Variable Acoustics/Low Frequencies
The only way to achieve some sonic sense to a small room is to have moveable panels. Small rooms have no space for low frequencies to go. They must be made smaller to sound larger. Low frequency management must be attempted to be dealt with. Only a diaphragmatic absorber can provide the necessary rate and level of absorption for a small room. It must also be mobile, so it can adapt to different sound recording requirements. Resonances will move around more easily within a smaller room depending on the pressure created by the source instrument.
Movable panels or variable acoustics help change the direct to reflected energy stream or direction. If our small room has close in proximity room boundary surfaces then we need to be able to redirect the reflections along different energy pathways. Close, parallel surfaces, give rise to flutter echo which is never wanted in any size room. Anything that has the word echo in its name can not be good.
Mids and Highs
Middle and high frequencies can be managed using absorption and maybe diffusion depending on the room’s use. Diffusion requires certain distances in order for the diffused waveform to expand fully, so a small room may lack the space requirements for diffusion. Sound absorption technologies can be readily employed. Care must be taken not to over absorb at all frequencies.
Reflections within our small room takes on a new meaning. How do we separate the direct sound from the reflected sound within our small room. We need to hear the direct sound first, but with close room boundaries we are always competing to find the direct sound. Trying to find that balance between direct and reflected energy at the microphone position is critical in a small room. The musicians must also be able to hear each other or all is lost.
Small room coloration can be used to one’s benefit especially with today’s modern music. Everyone is always looking for a different sound to record with this instrument or that vocal. A small room can add numerous effects if you will to your sound. Care must be taken not to be to taken with new and seemingly unique sounds for they can tire quickly if overused.
Their Own Sound
All small rooms have a characteristic sound to them. In fact, if one goes in enough of them, one can tell which sound absorbent technology is being employed. One can even tell who the manufacturer is. Small rooms receive large amounts of absorbent technologies because reflections are competing with direct sound from sources.
Time Domain, Not Frequency
This unique sound we hear in small rooms is attributed to time not frequency response. The frequency response does fill the room with sound, but it is the push and pull of the pressure areas of room modes and the abundant reflections from the close in proximity room boundary surfaces. EQ can not even compensate for these deficiencies.
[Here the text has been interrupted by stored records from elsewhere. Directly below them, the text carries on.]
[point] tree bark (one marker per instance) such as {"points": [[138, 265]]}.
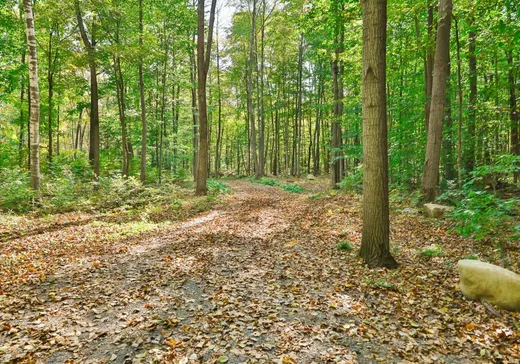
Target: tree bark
{"points": [[144, 133], [22, 116], [513, 112], [428, 67], [337, 74], [34, 96], [203, 60], [94, 98], [440, 73], [460, 99], [375, 246]]}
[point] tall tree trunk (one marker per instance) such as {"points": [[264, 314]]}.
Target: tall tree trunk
{"points": [[144, 133], [299, 110], [94, 98], [428, 67], [440, 73], [472, 115], [58, 131], [460, 95], [337, 74], [250, 109], [219, 125], [50, 81], [22, 116], [203, 61], [195, 121], [34, 96], [449, 168], [261, 116], [513, 112], [375, 245], [120, 88]]}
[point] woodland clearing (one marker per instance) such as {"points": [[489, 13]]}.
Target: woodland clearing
{"points": [[262, 277]]}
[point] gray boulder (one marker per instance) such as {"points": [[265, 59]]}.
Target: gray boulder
{"points": [[435, 211], [484, 281]]}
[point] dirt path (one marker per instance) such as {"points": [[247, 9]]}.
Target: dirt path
{"points": [[256, 280]]}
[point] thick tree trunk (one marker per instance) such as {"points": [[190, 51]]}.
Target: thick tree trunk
{"points": [[122, 117], [375, 246], [203, 60], [219, 125], [428, 67], [94, 98], [261, 116], [50, 94], [449, 167], [195, 120], [440, 73], [472, 114], [144, 133], [250, 109], [460, 95], [299, 110], [513, 112], [34, 96], [22, 116], [337, 75]]}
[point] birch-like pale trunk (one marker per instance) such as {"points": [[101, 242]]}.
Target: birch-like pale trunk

Care must always be taken from the very beginning of the recording process. It must be monitored closely and the purest waveform recorded. It can not be fixed later in the mix. All of this is hypercritical when it comes to small rooms because the reflections and room modes will leak into everything and do it quickly. Do not assume mic position # 1 will work with all instrument and vocal amplitudes.
Small rooms should have small uses. By that we mean that one should find the two uses for the room that sound the best and stay with those uses. Small rooms can not and should not do everything. They can do some things well, things that have less energy associated with them. Small rooms are energy sensitive at all room locations.
Small rooms have special acoustical needs. Their use needs to be limited to the uses that produce the best sound. Resonances and reflections abound, so care must be taken to try and address these issues along with finding the proper microphone position for optimal sound recording. Variable acoustics will help us but there is still no substitute for cubic volume.